来  源:   DOI:10.1038/s43018-023-00628-6   PDF(Pubmed)

Abstract:
Neoadjuvant chemotherapy can improve the survival of individuals with borderline and unresectable pancreatic ductal adenocarcinoma; however, heterogeneous responses to chemotherapy remain a significant clinical challenge.
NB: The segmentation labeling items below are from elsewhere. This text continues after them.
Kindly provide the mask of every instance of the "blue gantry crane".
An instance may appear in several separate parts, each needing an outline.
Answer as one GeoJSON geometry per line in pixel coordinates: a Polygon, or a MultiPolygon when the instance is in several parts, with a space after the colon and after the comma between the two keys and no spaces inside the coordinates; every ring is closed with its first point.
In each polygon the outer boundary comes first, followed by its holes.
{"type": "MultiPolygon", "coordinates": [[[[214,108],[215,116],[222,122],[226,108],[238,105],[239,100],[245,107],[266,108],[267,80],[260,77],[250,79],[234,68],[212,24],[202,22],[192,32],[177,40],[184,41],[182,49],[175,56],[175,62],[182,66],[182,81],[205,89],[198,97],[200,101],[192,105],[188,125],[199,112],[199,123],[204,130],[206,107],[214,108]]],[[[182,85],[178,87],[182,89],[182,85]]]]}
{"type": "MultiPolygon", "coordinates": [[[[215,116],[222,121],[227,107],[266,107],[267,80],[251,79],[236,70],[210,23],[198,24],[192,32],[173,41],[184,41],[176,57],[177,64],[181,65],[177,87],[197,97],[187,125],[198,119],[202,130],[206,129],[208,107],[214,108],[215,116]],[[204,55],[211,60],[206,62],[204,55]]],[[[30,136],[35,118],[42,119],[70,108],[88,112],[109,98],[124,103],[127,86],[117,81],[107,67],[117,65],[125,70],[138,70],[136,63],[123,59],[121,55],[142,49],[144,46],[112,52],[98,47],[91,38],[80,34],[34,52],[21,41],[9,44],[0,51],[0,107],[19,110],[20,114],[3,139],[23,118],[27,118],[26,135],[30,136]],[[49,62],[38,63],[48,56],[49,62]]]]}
Here, we performed RNA sequencing (n = 97) and multiplexed immunofluorescence (n = 122) on chemo-naive and postchemotherapy (post-CTX) resected patient samples (chemoradiotherapy excluded) to define the impact of neoadjuvant chemotherapy. Transcriptome analysis combined with high-resolution mapping of whole-tissue sections identified GATA6 (classical), KRT17 (basal-like) and cytochrome P450 3A (CYP3A) coexpressing cells that were preferentially enriched in post-CTX resected samples. The persistence of GATA6hi and KRT17hi cells post-CTX was significantly associated with poor survival after mFOLFIRINOX (mFFX), but not gemcitabine (GEM), treatment. Analysis of organoid models derived from chemo-naive and post-CTX samples demonstrated that CYP3A expression is a predictor of chemotherapy response and that CYP3A-expressing drug detoxification pathways can metabolize the prodrug irinotecan, a constituent of mFFX. These findings identify CYP3A-expressing drug-tolerant cell phenotypes in residual disease that may ultimately inform adjuvant treatment selection.
摘要:
新辅助化疗可以改善患有交界性和不可切除的胰腺导管腺癌的患者的生存率;然而,对化疗的异质性反应仍然是一个重大的临床挑战。这里,我们对未经化疗和化疗后(CTX后)切除的患者样本(放化疗除外)进行了RNA测序(n=97)和多重免疫荧光(n=122),以确定新辅助化疗的影响.转录组分析结合高分辨率映射的全组织切片鉴定GATA6(经典),KRT17(基底样)和细胞色素P4503A(CYP3A)共表达细胞,其在CTX切除后的样品中优先富集。CTX后GATA6hi和KRT17hi细胞的持续存在与mFOLFIRINOX(mFFX)后的不良生存率显着相关,但不是吉西他滨(GEM),治疗。对来自化疗初始和CTX后样本的类器官模型的分析表明,CYP3A表达是化疗反应的预测因子,表达CYP3A的药物解毒途径可以代谢前药伊立替康,mFFX的组成部分。这些发现确定了残留疾病中表达CYP3A的药物耐受性细胞表型,这可能最终为辅助治疗选择提供信息。